In any good the keyword is “regularity.” Irregular good is evil, which decides to amuse itself.

A warlock will discuss global laws on the eradication of hunger on a universal scale, but a hdiver will simply silently hand someone an apple or a pie and move on.

The stronger one loves, the more one forbids. If you for sure want to destroy the one you love, allow him everything.

Two ways lead to wisdom: grief or voluntary self-restraint, i.e., in general the same grief, only conscious. If you do not choose the second path, the first one chooses you.

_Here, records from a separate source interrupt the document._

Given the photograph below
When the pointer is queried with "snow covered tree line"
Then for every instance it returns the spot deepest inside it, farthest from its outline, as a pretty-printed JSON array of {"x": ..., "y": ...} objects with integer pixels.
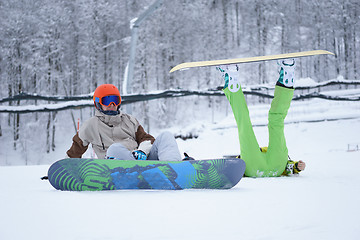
[{"x": 60, "y": 47}]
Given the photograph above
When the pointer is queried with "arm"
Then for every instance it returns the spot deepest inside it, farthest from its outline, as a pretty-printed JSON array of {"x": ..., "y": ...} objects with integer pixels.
[
  {"x": 77, "y": 149},
  {"x": 144, "y": 140}
]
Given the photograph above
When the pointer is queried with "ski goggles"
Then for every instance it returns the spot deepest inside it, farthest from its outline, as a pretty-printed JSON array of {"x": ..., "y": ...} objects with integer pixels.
[{"x": 108, "y": 100}]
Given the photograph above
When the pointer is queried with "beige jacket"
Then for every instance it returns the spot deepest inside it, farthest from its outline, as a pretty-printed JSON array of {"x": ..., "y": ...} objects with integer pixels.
[{"x": 103, "y": 130}]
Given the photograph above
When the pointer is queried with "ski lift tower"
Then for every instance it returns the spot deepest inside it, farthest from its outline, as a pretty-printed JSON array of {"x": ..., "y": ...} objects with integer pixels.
[{"x": 134, "y": 26}]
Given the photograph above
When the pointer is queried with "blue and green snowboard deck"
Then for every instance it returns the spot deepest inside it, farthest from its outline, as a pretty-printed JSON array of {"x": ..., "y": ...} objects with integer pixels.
[{"x": 78, "y": 174}]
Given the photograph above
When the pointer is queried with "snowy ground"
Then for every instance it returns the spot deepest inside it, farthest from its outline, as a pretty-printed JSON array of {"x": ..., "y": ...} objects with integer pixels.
[{"x": 321, "y": 203}]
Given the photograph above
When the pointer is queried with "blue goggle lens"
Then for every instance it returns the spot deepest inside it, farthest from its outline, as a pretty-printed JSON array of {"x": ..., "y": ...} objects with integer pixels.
[{"x": 107, "y": 100}]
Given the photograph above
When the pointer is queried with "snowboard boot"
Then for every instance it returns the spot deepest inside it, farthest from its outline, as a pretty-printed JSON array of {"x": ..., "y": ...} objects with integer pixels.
[
  {"x": 231, "y": 77},
  {"x": 187, "y": 157},
  {"x": 291, "y": 168},
  {"x": 286, "y": 69}
]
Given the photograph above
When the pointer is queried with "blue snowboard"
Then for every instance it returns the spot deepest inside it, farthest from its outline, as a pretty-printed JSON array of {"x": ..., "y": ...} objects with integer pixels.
[{"x": 77, "y": 174}]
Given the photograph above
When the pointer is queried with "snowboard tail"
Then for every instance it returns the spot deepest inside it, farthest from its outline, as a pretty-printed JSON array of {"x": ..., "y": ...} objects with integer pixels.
[
  {"x": 187, "y": 65},
  {"x": 105, "y": 174}
]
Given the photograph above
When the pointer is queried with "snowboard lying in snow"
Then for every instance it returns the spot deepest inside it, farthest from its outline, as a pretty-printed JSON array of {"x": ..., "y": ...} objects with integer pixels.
[{"x": 78, "y": 174}]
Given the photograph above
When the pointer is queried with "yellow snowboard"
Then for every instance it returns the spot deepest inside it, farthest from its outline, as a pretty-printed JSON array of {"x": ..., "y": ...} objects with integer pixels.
[{"x": 187, "y": 65}]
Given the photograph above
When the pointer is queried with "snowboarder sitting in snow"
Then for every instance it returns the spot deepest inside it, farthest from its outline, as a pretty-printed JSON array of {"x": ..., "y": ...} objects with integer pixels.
[
  {"x": 273, "y": 160},
  {"x": 116, "y": 135}
]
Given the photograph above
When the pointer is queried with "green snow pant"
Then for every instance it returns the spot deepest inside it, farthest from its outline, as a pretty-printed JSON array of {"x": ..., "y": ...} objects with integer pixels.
[{"x": 272, "y": 162}]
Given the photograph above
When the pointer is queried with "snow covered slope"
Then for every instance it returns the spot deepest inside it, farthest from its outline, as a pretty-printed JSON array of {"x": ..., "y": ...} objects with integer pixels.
[{"x": 321, "y": 203}]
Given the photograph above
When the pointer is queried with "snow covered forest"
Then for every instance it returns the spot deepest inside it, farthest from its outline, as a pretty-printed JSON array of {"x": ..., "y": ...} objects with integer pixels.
[{"x": 68, "y": 48}]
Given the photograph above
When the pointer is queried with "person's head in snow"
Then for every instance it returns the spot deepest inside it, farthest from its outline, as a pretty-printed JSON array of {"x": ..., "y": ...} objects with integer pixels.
[{"x": 107, "y": 99}]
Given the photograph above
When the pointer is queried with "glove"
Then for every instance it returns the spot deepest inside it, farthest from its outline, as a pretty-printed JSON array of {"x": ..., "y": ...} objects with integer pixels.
[{"x": 139, "y": 155}]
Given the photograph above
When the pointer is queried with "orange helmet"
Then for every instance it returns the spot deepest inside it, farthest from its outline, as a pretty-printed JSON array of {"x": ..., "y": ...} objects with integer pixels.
[{"x": 106, "y": 94}]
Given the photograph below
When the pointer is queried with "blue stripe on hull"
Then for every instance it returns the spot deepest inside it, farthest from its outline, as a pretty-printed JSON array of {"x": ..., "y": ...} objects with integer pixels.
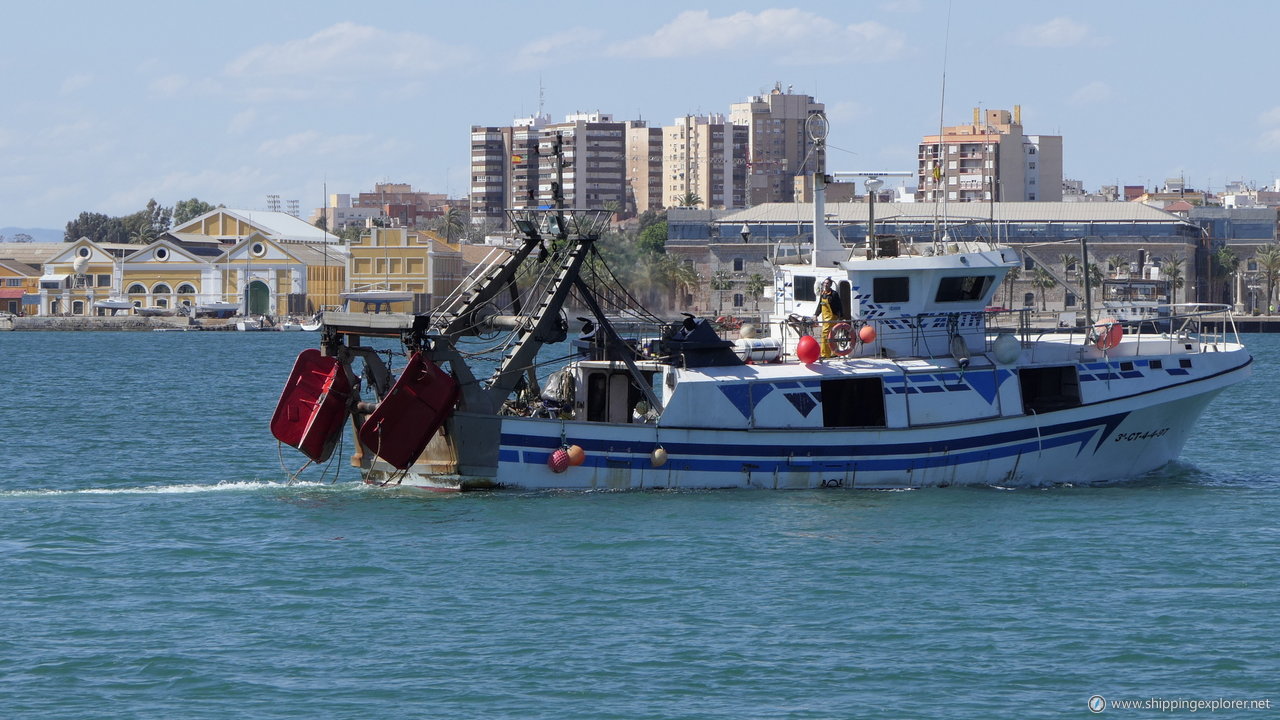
[{"x": 823, "y": 449}]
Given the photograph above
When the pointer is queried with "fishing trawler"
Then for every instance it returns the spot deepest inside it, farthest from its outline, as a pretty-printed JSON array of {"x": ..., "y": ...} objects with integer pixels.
[{"x": 920, "y": 386}]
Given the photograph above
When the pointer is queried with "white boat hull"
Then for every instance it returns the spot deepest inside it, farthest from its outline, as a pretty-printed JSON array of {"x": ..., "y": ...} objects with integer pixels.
[{"x": 1102, "y": 441}]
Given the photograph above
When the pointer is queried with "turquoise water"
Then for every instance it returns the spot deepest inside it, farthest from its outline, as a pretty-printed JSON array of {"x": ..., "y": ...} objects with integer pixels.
[{"x": 156, "y": 564}]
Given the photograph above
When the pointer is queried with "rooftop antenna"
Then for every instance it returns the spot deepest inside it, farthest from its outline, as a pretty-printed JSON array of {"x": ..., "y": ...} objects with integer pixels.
[{"x": 942, "y": 104}]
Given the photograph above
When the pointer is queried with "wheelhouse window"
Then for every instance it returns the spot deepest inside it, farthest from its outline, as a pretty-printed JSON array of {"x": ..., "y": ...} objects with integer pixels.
[
  {"x": 855, "y": 402},
  {"x": 891, "y": 290},
  {"x": 1048, "y": 388},
  {"x": 804, "y": 287},
  {"x": 961, "y": 288}
]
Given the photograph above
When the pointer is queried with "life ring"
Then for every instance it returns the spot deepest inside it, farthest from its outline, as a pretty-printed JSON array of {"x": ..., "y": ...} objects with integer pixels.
[
  {"x": 1107, "y": 332},
  {"x": 840, "y": 338}
]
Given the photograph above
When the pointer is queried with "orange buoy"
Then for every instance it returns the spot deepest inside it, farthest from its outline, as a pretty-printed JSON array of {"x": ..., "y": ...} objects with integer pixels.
[
  {"x": 808, "y": 350},
  {"x": 1107, "y": 332},
  {"x": 558, "y": 461}
]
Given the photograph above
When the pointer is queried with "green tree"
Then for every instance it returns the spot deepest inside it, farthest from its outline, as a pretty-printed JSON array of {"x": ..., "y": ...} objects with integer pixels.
[
  {"x": 653, "y": 238},
  {"x": 1269, "y": 268},
  {"x": 754, "y": 287},
  {"x": 1096, "y": 277},
  {"x": 186, "y": 210},
  {"x": 1042, "y": 281},
  {"x": 96, "y": 227},
  {"x": 1173, "y": 272},
  {"x": 721, "y": 281},
  {"x": 1226, "y": 265},
  {"x": 1015, "y": 273}
]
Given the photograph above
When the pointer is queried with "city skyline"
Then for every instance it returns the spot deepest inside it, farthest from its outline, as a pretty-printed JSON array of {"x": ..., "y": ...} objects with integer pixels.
[{"x": 108, "y": 106}]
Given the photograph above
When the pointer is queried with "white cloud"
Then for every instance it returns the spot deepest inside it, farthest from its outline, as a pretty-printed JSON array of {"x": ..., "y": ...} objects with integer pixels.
[
  {"x": 799, "y": 37},
  {"x": 553, "y": 48},
  {"x": 1059, "y": 32},
  {"x": 242, "y": 121},
  {"x": 1270, "y": 140},
  {"x": 904, "y": 5},
  {"x": 1092, "y": 94},
  {"x": 1270, "y": 118},
  {"x": 311, "y": 142},
  {"x": 168, "y": 85},
  {"x": 77, "y": 82},
  {"x": 347, "y": 50}
]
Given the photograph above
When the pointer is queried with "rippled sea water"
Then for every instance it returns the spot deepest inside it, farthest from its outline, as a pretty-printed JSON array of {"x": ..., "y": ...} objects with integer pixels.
[{"x": 156, "y": 563}]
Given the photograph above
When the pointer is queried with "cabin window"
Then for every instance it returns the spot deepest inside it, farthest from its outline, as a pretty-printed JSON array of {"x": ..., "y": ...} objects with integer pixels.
[
  {"x": 854, "y": 402},
  {"x": 804, "y": 287},
  {"x": 963, "y": 288},
  {"x": 891, "y": 290},
  {"x": 1050, "y": 388}
]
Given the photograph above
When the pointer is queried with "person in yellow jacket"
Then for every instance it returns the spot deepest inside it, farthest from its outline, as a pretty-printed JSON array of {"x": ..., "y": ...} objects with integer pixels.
[{"x": 830, "y": 311}]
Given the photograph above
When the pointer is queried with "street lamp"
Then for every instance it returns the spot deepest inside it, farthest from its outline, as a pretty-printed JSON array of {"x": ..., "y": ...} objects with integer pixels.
[{"x": 873, "y": 185}]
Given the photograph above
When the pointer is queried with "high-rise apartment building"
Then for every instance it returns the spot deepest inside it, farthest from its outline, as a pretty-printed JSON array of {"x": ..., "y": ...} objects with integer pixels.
[
  {"x": 644, "y": 168},
  {"x": 990, "y": 159},
  {"x": 515, "y": 167},
  {"x": 780, "y": 146},
  {"x": 704, "y": 156}
]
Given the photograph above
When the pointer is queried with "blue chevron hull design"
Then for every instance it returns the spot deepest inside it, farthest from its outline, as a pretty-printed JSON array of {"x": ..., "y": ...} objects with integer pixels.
[{"x": 1102, "y": 442}]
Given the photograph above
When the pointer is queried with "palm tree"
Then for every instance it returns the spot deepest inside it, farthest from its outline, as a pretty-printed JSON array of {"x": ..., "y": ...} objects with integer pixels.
[
  {"x": 721, "y": 281},
  {"x": 1014, "y": 274},
  {"x": 1042, "y": 281},
  {"x": 1069, "y": 263},
  {"x": 1096, "y": 277},
  {"x": 690, "y": 200},
  {"x": 1228, "y": 265},
  {"x": 755, "y": 288},
  {"x": 1269, "y": 267}
]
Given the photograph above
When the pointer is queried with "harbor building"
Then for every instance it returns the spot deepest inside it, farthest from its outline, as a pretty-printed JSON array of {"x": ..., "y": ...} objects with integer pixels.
[
  {"x": 735, "y": 245},
  {"x": 403, "y": 260},
  {"x": 778, "y": 142},
  {"x": 19, "y": 283},
  {"x": 704, "y": 156},
  {"x": 990, "y": 160}
]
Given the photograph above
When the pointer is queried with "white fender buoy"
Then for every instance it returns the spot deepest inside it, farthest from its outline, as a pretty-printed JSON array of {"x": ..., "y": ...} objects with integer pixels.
[{"x": 658, "y": 456}]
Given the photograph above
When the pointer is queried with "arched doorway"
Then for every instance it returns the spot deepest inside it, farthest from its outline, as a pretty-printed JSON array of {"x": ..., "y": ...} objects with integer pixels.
[{"x": 259, "y": 299}]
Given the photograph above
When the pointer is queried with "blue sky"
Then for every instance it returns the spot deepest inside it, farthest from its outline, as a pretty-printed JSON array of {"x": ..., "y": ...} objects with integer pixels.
[{"x": 104, "y": 105}]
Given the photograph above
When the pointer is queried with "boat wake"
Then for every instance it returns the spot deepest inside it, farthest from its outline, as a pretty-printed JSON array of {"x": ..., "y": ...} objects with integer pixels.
[{"x": 191, "y": 488}]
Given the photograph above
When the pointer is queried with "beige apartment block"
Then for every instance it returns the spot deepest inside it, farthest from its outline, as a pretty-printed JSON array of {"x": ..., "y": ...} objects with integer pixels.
[
  {"x": 703, "y": 156},
  {"x": 644, "y": 168},
  {"x": 990, "y": 159},
  {"x": 778, "y": 142}
]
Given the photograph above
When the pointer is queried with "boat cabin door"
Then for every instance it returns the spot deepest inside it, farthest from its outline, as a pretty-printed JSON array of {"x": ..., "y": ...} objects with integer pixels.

Better to take less but carry it all the way than to take a lot and drop some halfway.

The power of a person is manifested in how well he will be able to restrain himself.

Yara’s summary.
From Kavaleria’s introductory lecture

Freda melancholically contemplated the empty driver seat. “But where??? What did you do with the driver?” she asked in the voice of a person who did not get the joke.

Sashka sensed that she thought him guilty. “Here! Catch!” He threw her the jacket by the sleeve. Freda in horror pushed it away immediately with both hands. The jacket fell. Now, when it was exposed, it did not pretend to be alive anymore.

“No! You did something to him!!! Aagh!” Freda closed her eyes and gave a short shriek, giving a signal to universal panic.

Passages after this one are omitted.